Design and Analysis of Experiments using R
Mon, 13, Wed 15, Fri 17, Mon 20, Wed 22, September 2021- Mornings only online
This course covers the principles and practice of designing experiments, and the analysis of data from them. The course covers the following topics:
- choice of experimental units;
- importance of randomisation, and the practicalities;
- replication and sample size;
- blocking and matching;
- commonly used designs, including completely randomised designs, randomised block and matched pair designs, Latin square designs;
- treatments, including factorial structures;
- analysis of data from designed experiments;
- analysis of variance and covariance;
- special designs, including incomplete block designs, split-plot designs, and fractional factorial designs;
- transformations of data;
- practical and ethical issues arising in the conduct of experiments.
The presenter is Associate Professor Graham Hepworth, Consultant for the Statistical Consulting Centre in the School of Mathematics & Statistics. Graham has had extensive experience over three decades in design and analysis of experiments, in fields such as forestry, horticultural science, animal studies, medicine (randomised controlled trials), industry and the social sciences.
This online course runs over five mornings on alternate days. Each day will commence at 9:00 a.m. and finish at 12.30 p.m. The sessions will mix lecture presentations with practical exercises. The statistical package R will be used in the course. However, the course will not be package-centred, and no prior experience with R is necessary.
Who should take this course?
The course is suitable for anyone involved in the design and analysis of research experiments. Applications include randomised trials in medicine or the social sciences, designed experiments in the biological sciences, studies of processes in engineering, as well as many possibilities in other disciplines.

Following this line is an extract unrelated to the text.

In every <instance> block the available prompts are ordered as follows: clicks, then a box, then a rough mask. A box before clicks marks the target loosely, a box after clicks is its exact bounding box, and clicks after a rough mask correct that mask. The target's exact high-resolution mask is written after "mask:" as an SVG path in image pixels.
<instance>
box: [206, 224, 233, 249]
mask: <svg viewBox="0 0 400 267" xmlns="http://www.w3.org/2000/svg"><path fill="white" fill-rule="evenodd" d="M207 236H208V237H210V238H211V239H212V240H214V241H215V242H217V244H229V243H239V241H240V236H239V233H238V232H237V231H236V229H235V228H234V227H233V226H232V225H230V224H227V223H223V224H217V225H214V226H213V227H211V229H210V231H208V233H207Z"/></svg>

Participants should have some understanding of statistics at an introductory level. For example, it would help to know something about hypothesis tests and confidence intervals, and, preferably, analysis of variance. The course "Statistics for Research Workers" conducted by the Statistical Consulting Centre would be ideal preparation.
Cost and enrollment details:
Full Cost $880 (incl. $80 GST).
The University of Melbourne graduate researcher student $660
(incl. $60 GST, GST does not apply if paying through your University school.)
$30 Cancellation fee applies
The fee includes a comprehensive set of notes.
A certificate on completion can be provided on request.